Household care covers a wide gamut of products, which can broadly be categorized as dish/ utensil cleaners, floor cleaners, toilet cleaners, air fresheners, insecticides and mosquito repellents etc. The use of these products is not very widespread in India. The penetration at the all India level is a tiny 11.4%, represented predominantly by large metros, wherein the penetration is 47.2%. (In the rural areas the penetration is as lower at 4.3%). Most households use either low end products or ordinary detergents for their cleaning purposes.
It is against this backdrop that Reckitt & Colman India (RCIL), the 51% subsidiary of Reckitt & Colman Plc commands the market leadership position in the household care products. Reckitt & Colman`s product portfolio includes ultramarine blue, antiseptics, polishes, cosmetics, insect repellants and pharmaceuticals. RCIL has strong brands in each product segment it operates in. Its key brands include Robin (liquid bleach), Cherry Blossom (shoe polish), Harpic (toilet cleaner), Mortein (insect repellent), Lizol (disinfectant), Colin (glass cleaner) and Woolite (fine-fabric washing liquid).
Over the last few years RCIL has consciously focused on the household care business primarily because it sees a lot of growth in this segment. Reckitt’s strategy seems simple. Expand the household market and command a lion’s share of the segment. To lend focus to this strategy, in 1998 RCIL set up Reckitt Piramal - a 3-party joint venture (JV) between RCIL (20% stake), Nicholas Piramal (40%) and Reckitt & Colman, UK (40%) to lend marketing thrust to its over the counter (OTC) pharmaceutical products. It transferred the marketing and distribution of its most established brands, Dettol and Disprin range of products to this JV. The aim was higher volume growth, since the JV had access Nicholas Piramal's better doctor detailing and a distribution network.
The strategy seems to be paying off. According to an A&M survey in 1999, Dettol was ranked 3rd among the most recognized brands in India (it was ranked 10th in 1998). On the other hand, the contribution of household care to its turnover inched up from 40.4% in 1997 to 53% in 1999. This contribution is likely to increase in the coming years. RCIL plans to launch as many as 20 products (in various segments it operates) in the next year leveraging on the huge brand equity of its leading brands.
In its other product segments i.e. insect repellant, shoe polish and liquid bleach, the company’s brands are among the top 3. But the company’s second quarter performance was not too great. Turnover saw an 11% growth. A 130% percent jump in other income saw net profit clocking a 32% growth. But the good news is that the company’s employee and interest costs are likely go down in future.
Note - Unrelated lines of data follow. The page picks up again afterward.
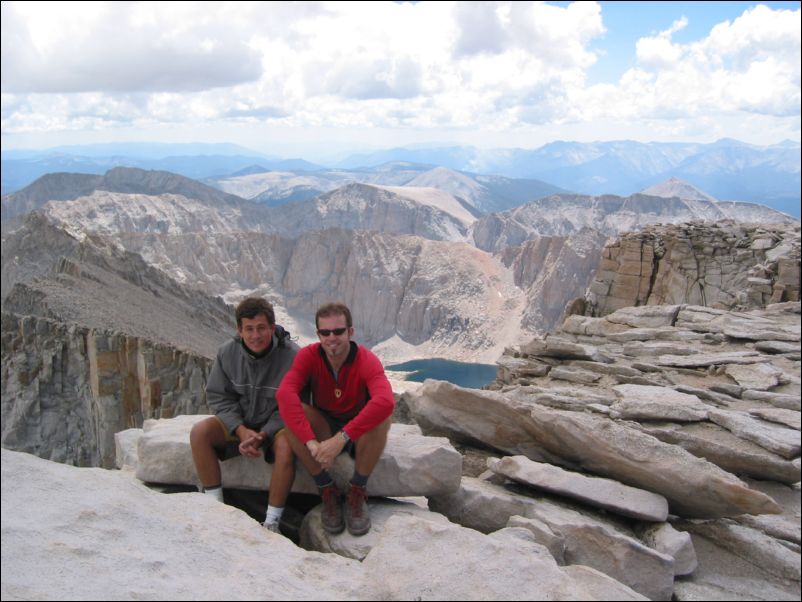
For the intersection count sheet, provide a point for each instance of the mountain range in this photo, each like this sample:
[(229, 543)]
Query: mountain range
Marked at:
[(726, 169), (428, 273)]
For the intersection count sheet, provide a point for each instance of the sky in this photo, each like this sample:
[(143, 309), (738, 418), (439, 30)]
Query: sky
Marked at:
[(314, 79)]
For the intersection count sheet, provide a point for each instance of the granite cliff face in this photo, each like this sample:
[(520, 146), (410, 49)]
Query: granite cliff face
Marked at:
[(67, 388), (725, 265), (563, 214)]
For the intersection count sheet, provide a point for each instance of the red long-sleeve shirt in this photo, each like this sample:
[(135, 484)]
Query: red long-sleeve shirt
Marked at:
[(366, 398)]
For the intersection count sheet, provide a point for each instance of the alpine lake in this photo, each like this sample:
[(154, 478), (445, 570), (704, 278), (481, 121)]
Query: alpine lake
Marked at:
[(473, 376)]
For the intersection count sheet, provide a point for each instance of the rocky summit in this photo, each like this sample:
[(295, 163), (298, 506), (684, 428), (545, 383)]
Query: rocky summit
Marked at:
[(641, 439)]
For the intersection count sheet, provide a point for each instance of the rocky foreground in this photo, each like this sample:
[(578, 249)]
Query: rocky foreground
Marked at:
[(651, 453), (641, 443)]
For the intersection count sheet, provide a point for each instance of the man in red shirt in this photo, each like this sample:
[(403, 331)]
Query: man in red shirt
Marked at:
[(351, 407)]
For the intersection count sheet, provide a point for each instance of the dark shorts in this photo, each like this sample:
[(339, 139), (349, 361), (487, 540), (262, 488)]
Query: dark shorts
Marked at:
[(271, 428), (337, 424)]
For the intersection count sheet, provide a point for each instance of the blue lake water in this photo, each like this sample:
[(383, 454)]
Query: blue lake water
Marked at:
[(473, 376)]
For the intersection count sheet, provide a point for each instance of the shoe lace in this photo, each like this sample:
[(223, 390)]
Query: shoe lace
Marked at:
[(356, 497), (329, 494)]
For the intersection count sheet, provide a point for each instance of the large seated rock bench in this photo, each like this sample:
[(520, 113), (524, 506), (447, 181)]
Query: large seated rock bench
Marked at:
[(411, 465)]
This is because, the company has repaid almost all its debts and has also initiated a voluntary retirement scheme (VRS).
At the current market price of Rs 256, RCIL quotes at a P/E of 19 times its estimated FY01 annualised earnings with a market cap to sales ratio of 1.5 times. Considering the lower penetration in the household care market both in urban and rural areas, the growth opportunity for RCIL is huge.
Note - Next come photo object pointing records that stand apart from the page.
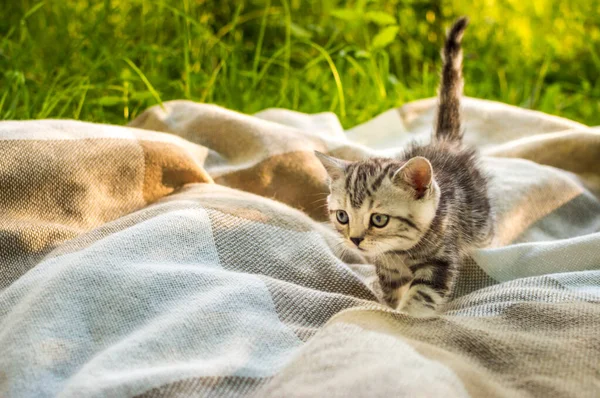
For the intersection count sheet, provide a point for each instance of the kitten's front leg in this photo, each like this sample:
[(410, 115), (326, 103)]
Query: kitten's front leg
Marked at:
[(429, 289)]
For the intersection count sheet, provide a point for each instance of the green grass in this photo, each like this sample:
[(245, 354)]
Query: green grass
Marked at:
[(106, 61)]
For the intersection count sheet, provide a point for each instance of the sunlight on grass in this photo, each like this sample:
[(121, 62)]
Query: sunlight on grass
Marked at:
[(107, 61)]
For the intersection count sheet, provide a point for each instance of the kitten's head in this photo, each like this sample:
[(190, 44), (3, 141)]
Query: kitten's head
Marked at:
[(381, 205)]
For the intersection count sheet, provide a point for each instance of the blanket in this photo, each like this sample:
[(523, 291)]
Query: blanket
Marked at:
[(187, 255)]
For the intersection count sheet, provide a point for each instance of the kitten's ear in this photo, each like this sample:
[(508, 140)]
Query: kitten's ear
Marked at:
[(335, 167), (416, 173)]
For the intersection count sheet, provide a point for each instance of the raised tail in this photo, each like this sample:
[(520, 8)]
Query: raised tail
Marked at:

The company faces intense competition from HLL’s Domex, Sara Lee’s ‘Good Knight’ and Jyothi Laboratories’ ‘Ujala’. With more international players eyeing the household care market in India, the going will get tougher for this company. But Reckitt’s strategy of being present in a few segments, with dominance in household care should stand it in good stead in the times to come.